Pendapat itu tentu saja mengancam proses demokrasi. Sebab, semua yang dilarang akan dilanggar. Segala yang diharamkan akan laksanakan. Para petugas dikondisikan. Aturan-aturan disesuaikan. Akhirnya, hilanglah harapan pada demokrasi yang menjanjikan proses berkeadilan. Karena semuanya sudah diatur serta disiasati agar menang.
Pemilu yang jujur dan adil, hanya mungkin terjadi bila aturan-aturan menyangkut sistem penyelenggaraan disiapkan sebaik-baiknya, dibuat agar tercipta kejujuran dan keadilan.
Begitu juga para penyelenggara, mesti diisi oleh orang-orang beriintegritas, sehingga semua percaya bahwa proses dijalankan serta dikawal sesuai aturan main yang sudah ditetapkan.
Warga pemilih pun harus taat pada aturan. Bahkan mesti berpartisipasi mengawal dan mewujudkan pemilu yang jujur dan adil tersebut. Cara yang paling mudah dengan “cerewet” pada hal-hal yang dianggap melanggar atau bertentangan dengan aturan. Semakin cerewet untuk mewujudkan hal-hal baik, semakin tinggi partisipasinya, dan pemilu pasti semakin berkualitas.

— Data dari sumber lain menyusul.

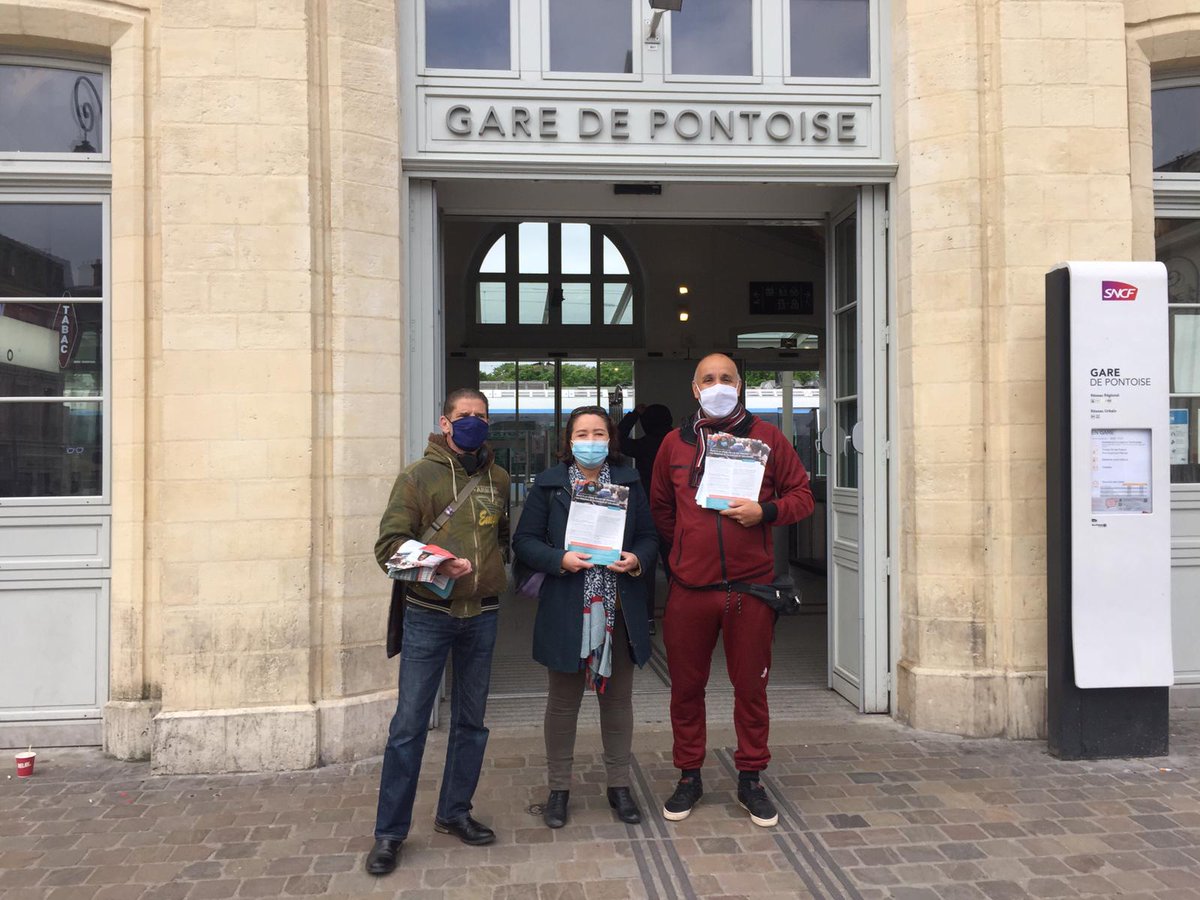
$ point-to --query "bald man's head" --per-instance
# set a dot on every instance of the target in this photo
(715, 369)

Politik yang baik, harus berpijak pada aturan-aturan main yang baik pula. Sehingga penyelenggara dan sistem penyelenggaraan, mengacu pada ketentuan yang baik tersebut. Tidak mungkin sebebas dan sesukanya. Termasuk dengan cara curang menyiasati segala aturan main.
Kebudayaan Banjar menyindir halus praktik yang tidak mengacu pada aturan, melalui ungkapan “kaya kangkung kada baruas”.
Ada apa dengan kangkung? Mungkin karena tidak sama dengan bambu. Tidak ada ruas pada kangkung. Ruas dianggap sebagai aturan hukum, norma, adat istiadat, termasuk segala nilai-nilai yang disepakati. Pembatas antara boleh dan tidak boleh, agar kehidupan semakin beradab. (nm)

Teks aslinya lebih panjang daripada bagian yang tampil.